I have seen her reading other books early in the day but never without a guilty look on her face, for she thought reading was scarce respectable until night had come. She spends the forenoon in what she calls doing nothing, which may consist in stitching so hard that you would swear she was an over-worked seamstress at it for her life, or you will find her on a table with nails in her mouth, and anon she has to be chased from the garret (she has suddenly decided to change her curtains), or she is under the bed searching for band-boxes and asking sternly where we have put that bonnet. On the whole she is behaving in a most exemplary way to-day (not once have we caught her trying to go out into the washing-house), and we compliment her at dinner-time, partly because she deserves it, and partly to make her think herself so good that she will eat something, just to maintain her new character. I question whether one hour of all her life was given to thoughts of food; in her great days to eat seemed to her to be waste of time, and afterwards she only ate to boast of it, as something she had done to please us. She seldom remembered whether she had dined, but always presumed she had, and while she was telling me in all good faith what the meal consisted of, it might be brought in. When in London I had to hear daily what she was eating, and perhaps she had refused all dishes until they produced the pen and ink. These were flourished before her, and then she would say with a sigh, ‘Tell him I am to eat an egg.’ But they were not so easily deceived; they waited, pen in hand, until the egg was eaten.

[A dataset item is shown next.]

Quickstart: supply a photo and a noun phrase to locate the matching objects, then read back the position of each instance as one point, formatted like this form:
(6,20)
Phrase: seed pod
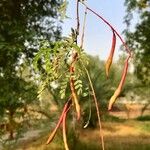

She never ‘went for a walk’ in her life. Many long trudges she had as a girl when she carried her father’s dinner in a flagon to the country place where he was at work, but to walk with no end save the good of your health seemed a very droll proceeding to her. In her young days, she was positive, no one had ever gone for a walk, and she never lost the belief that it was an absurdity introduced by a new generation with too much time on their hands. That they enjoyed it she could not believe; it was merely a form of showing off, and as they passed her window she would remark to herself with blasting satire, ‘Ay, Jeames, are you off for your walk?’ and add fervently, ‘Rather you than me!’ I was one of those who walked, and though she smiled, and might drop a sarcastic word when she saw me putting on my boots, it was she who had heated them in preparation for my going. The arrangement between us was that she should lie down until my return, and to ensure its being carried out I saw her in bed before I started, but with the bang of the door she would be at the window to watch me go: there is one spot on the road where a thousand times I have turned to wave my stick to her, while she nodded and smiled and kissed her hand to me. That kissing of the hand was the one English custom she had learned.

In an hour or so I return, and perhaps find her in bed, according to promise, but still I am suspicious. The way to her detection is circuitous.

‘I’ll need to be rising now,’ she says, with a yawn that may be genuine.

‘How long have you been in bed?’

‘You saw me go.’

‘And then I saw you at the window. Did you go straight back to bed?’